On Wed, May 12, 2021 at 11:03 AM Andrew Pinski <pins...@gmail.com> wrote:
>
> On Wed, May 12, 2021 at 1:19 AM Richard Biener
> <richard.guent...@gmail.com> wrote:
> >
> > On Tue, May 11, 2021 at 5:01 PM Segher Boessenkool
> > <seg...@kernel.crashing.org> wrote:
> > >
> > > On Tue, May 04, 2021 at 10:40:38AM +0200, Richard Biener via Gcc wrote:
> > > > On Mon, May 3, 2021 at 11:10 PM Andrew Pinski via Gcc <gcc@gcc.gnu.org> 
> > > > wrote:
> > > > >   I noticed my (highly, -j24) parallel build of GCC is serialized on
> > > > > compiling gimple-match.c.  Has anyone looked into splitting this
> > > > > generated file into multiple files?
> > > >
> > > > There were threads about this in the past, yes.  There's the
> > > > possibility to use LTO for this as well (also mentioned in those
> > > > threads).  Note it's not easy to split in a meaningful way in
> > > > genmatch.c
> > >
> > > But it will have to be handled at least somewhat soon: on not huge
> > > parallelism (-j120 for example) building *-match.c takes longer than
> > > building everything else in gcc/ together (wallclock time), and it is a
> > > huge part of regstrap time (bigger than running all of the testsuite!)
> >
> > I would classify -j120 as "huge parallelism" ;)  Testing time still
> > dominates my builds (with -j24) where bootstrap takes ~20 mins
> > but testing another 40.
>
> For me, it is around 1 hour bootstrapping and 1 hour testing.
>
> > Is it building stage2 gimple-match.c that you are worried about?
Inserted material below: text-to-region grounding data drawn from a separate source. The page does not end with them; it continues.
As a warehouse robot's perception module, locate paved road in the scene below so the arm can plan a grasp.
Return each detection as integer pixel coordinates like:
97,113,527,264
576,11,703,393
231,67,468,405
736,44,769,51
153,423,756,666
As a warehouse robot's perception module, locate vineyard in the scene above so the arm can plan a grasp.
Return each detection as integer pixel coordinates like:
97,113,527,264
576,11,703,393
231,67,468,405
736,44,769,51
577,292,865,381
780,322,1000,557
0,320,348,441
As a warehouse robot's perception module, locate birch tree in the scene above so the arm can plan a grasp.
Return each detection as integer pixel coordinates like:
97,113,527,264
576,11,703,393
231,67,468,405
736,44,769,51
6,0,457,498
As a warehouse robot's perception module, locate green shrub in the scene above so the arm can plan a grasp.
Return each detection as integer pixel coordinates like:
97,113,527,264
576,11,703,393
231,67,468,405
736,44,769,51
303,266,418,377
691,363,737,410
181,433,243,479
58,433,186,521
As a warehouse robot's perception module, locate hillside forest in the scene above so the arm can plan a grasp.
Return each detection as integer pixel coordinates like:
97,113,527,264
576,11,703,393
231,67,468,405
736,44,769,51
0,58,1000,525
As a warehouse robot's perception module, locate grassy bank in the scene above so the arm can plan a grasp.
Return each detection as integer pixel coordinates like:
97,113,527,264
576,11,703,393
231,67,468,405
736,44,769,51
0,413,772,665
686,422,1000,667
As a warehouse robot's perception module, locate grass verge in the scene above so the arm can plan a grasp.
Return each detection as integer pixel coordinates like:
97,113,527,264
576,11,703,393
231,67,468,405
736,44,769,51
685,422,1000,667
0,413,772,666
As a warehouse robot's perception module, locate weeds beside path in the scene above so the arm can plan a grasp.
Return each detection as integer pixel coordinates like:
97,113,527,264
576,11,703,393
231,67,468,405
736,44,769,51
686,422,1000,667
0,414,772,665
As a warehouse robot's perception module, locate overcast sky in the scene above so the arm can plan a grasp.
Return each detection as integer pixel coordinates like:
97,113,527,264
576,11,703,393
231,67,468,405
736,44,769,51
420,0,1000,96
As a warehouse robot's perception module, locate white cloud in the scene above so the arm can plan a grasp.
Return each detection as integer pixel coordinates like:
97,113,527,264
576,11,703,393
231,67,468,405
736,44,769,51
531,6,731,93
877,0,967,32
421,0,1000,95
> > (it's built using the -O0 compiled stage1 compiler - but we at
> > least should end up using -fno-checking for this build)
>
> Yes.  It takes on the machine I was using 15 minutes to compile
> gimple-match.c, dominating the whole time for bootstrapping.
> Everything else was done in 1-3 minutes max even.
> This is on an aarch64 machine with 24 cores (not threads).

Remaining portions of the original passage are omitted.